Quantitative analysis of the sulphate content of extracted crude fucoidan was performed by the method described by Soleimani et al. (2012) [30] with modifications. A UHPLC system (Ultimate-3000 RSLC, Dionex) (Thermo Fisher Scientific, Germering, Germany), connected to a C18 column (Gemini-NX, 100 × 2 mm, 3 μm particle size, 110 Å, Phenomenex) (Phenomenex Inc., Torrance, CA, USA), was used. The mobile phase consisted of aqueous methanol 30% v/v) with 0.08 mM hexadecyltrimethylammonium bromide (HTAB). Separation was performed by injection of 20 μL of the sample, followed by elution under isocratic conditions at a flow rate of 0.3 mL/min, and a column temperature maintained at 35 °C. Eluted sulphate ions were detected at 206 nm using a UV-Vis detector (Ultimate 3000 RS, Dionex). Standard sulphate solutions were prepared at a range of 1–20 mg/L from a commercial aqueous sulphate standard solution with a concentration of 800 mg/L, and filtered using 0.2 μm syringe filters in HPLC vials before analysis.

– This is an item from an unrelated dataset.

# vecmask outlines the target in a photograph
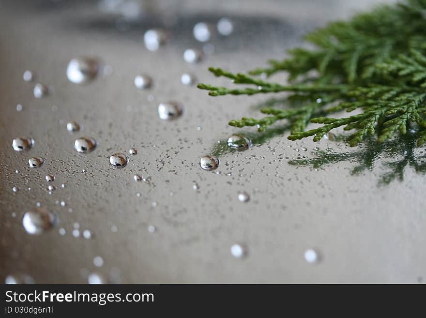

4.3.4. Statistical Analysis

Extraction yields refer to the amount of alginate, fucoidan and laminarin content solubilized from the biomass, and are calculated based on the monosugar content, i.e., mannuronic acid, fucose, and glucose. For each extraction method, yields were calculated as the difference between initial (pretreated biomass) and remaining biomass after extraction, expressed as a percentage of the initial amount, according to the equation below:

$$Extractionyield\left(\%\right)={\displaystyle \frac{monosugarcontentinpretreatedbiomass\left(\%\right)-monosugarcontentinremainingbiomass(\%)}{monosugarcontentinpretreatedbiomass(\%)}}\times 100$$

Descriptive statistics were calculated for all data when feasible in Microsoft Excel (Version 2509) and presented as mean values with standard deviation. Inferential statistics were performed to investigate potential differences between various treatments by one-way ANOVA with Tukey’s post hoc test using the software jamovi (Version 2.6.44, Australia).

5. Conclusions

Various extraction methods were applied to recover polysaccharides from S. latissima, demonstrating the potential of a cascading extraction process in which different polysaccharide fractions can be sequentially obtained. Fucoidan was effectively extracted using either diluted HCl or 0.1 M NaOH, while a mixture of fucoidan and laminarin was obtained with 0.01 M NaOH. Hot water extraction for 30 min yielded a mixture rich in alginate, aligning with PLE results that identified high temperature and short extraction time as optimal for alginate recovery. In contrast, MEF did not significantly enhance polysaccharide extraction in this study, likely due to the high ionic content of S. latissima, although limited effects were observed under specific conditions.

Although the current fractions still contain some impurities and partial overlap between polysaccharides, further optimization of the downstream purification steps is needed to improve the selectivity and yield of the targeted polysaccharides, leading to higher-purity fractions, paving the way for more efficient and sustainable seaweed biorefinery strategies.